An editorial “Indo-Pak sporting ties: It’s just not cricket” in the Dawn said that the pronouncement of Sartaj Aziz, the prime minister’s advisor on foreign affairs and national security, on cricketing ties between Pakistan and India tells us that it is not always useful to mix politics with sport.

Aziz said there can be no cricket between the two countries under the current circumstances.

The daily said: “His words are a troubling sign of just how long it could take for the two countries to prepare the ground for even a tentative exchange. And if anyone in recent times had high hopes of cricket playing its customary and often celebrated role of bridging the gap, these have been effectively dashed by those who make or implement national policies in New Delhi and Islamabad.”

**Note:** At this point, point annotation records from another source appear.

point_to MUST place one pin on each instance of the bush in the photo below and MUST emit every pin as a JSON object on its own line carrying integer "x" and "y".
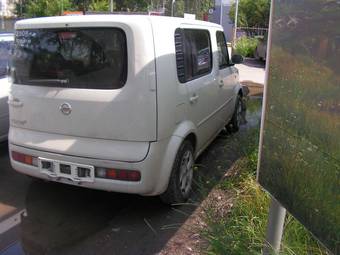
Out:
{"x": 246, "y": 46}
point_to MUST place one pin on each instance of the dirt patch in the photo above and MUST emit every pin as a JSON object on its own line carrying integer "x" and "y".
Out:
{"x": 188, "y": 240}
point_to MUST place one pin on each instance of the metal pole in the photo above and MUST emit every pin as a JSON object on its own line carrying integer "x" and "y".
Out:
{"x": 2, "y": 7}
{"x": 221, "y": 13}
{"x": 172, "y": 7}
{"x": 111, "y": 6}
{"x": 276, "y": 221}
{"x": 236, "y": 17}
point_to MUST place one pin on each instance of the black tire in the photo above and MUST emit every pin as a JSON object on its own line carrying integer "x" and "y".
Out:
{"x": 175, "y": 193}
{"x": 235, "y": 122}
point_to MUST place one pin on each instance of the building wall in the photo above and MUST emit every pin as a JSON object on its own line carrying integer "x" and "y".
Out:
{"x": 7, "y": 8}
{"x": 227, "y": 23}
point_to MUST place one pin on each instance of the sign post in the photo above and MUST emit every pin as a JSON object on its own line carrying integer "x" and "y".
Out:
{"x": 276, "y": 220}
{"x": 299, "y": 163}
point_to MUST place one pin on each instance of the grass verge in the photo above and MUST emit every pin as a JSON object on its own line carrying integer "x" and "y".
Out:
{"x": 242, "y": 231}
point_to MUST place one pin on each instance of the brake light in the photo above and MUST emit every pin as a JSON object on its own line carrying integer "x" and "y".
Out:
{"x": 121, "y": 175}
{"x": 24, "y": 158}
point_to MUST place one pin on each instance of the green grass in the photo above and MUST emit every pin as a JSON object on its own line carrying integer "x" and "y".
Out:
{"x": 243, "y": 230}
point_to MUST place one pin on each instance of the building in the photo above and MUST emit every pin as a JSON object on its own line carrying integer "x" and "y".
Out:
{"x": 7, "y": 8}
{"x": 224, "y": 19}
{"x": 7, "y": 15}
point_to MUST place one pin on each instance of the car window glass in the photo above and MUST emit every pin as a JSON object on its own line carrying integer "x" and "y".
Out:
{"x": 193, "y": 53}
{"x": 5, "y": 54}
{"x": 223, "y": 56}
{"x": 91, "y": 58}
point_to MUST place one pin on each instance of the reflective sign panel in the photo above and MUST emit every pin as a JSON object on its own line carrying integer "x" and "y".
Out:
{"x": 300, "y": 146}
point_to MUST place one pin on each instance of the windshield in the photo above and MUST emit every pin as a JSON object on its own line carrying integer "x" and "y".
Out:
{"x": 94, "y": 58}
{"x": 5, "y": 53}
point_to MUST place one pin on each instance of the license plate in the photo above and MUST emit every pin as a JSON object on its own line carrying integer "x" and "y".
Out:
{"x": 61, "y": 169}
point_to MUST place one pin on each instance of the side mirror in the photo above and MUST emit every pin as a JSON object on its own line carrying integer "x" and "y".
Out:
{"x": 237, "y": 59}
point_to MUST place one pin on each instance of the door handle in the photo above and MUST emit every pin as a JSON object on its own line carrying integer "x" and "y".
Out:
{"x": 15, "y": 102}
{"x": 194, "y": 98}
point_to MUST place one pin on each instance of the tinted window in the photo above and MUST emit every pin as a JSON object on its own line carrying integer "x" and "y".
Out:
{"x": 5, "y": 53}
{"x": 223, "y": 56}
{"x": 193, "y": 53}
{"x": 94, "y": 58}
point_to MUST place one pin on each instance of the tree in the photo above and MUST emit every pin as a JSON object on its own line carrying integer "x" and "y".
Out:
{"x": 41, "y": 8}
{"x": 99, "y": 5}
{"x": 252, "y": 13}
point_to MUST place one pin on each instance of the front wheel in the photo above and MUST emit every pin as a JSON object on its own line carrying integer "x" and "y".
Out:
{"x": 179, "y": 187}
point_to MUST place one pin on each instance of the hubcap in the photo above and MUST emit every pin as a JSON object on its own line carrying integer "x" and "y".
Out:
{"x": 186, "y": 172}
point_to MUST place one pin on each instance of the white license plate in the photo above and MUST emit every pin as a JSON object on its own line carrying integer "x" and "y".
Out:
{"x": 61, "y": 169}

“This is a tangle beyond the reach of the game to sort out, the recent flurry of statements predicting no-play for an unforeseen period of time between the two sides.”

It noted that if anything, “it appears that both sides are using cricket as a metaphor to convey just how determined they are to stay at a distance from and hostile to one another”.

The editorial said that although there were long years of no matches between the two sides, “Pakistan and India have ‘clashed’ on the cricket ground in the worst of times. In the period beginning the late 1970s, the two countries found ways to play with each other even when some patriots would rather have them fight it out on the borders”.

“Thus, the inability of Delhi and Islamabad – represented as they are by the BCCI (Board of Control for Cricket in India) and PCB (Pakistan Cricket Board) – to play today demonstrates just how bad the relationship is.”

The daily went on to say it would be “pointless to wish for cricket to be seen as an independent entity that can chart its own course away from the trajectory of Pakistan-India ties that is determined by the growing unease between the two neighbours at the political level”.

“It is unfortunate how politics affects sporting ties. But that is the way it is.”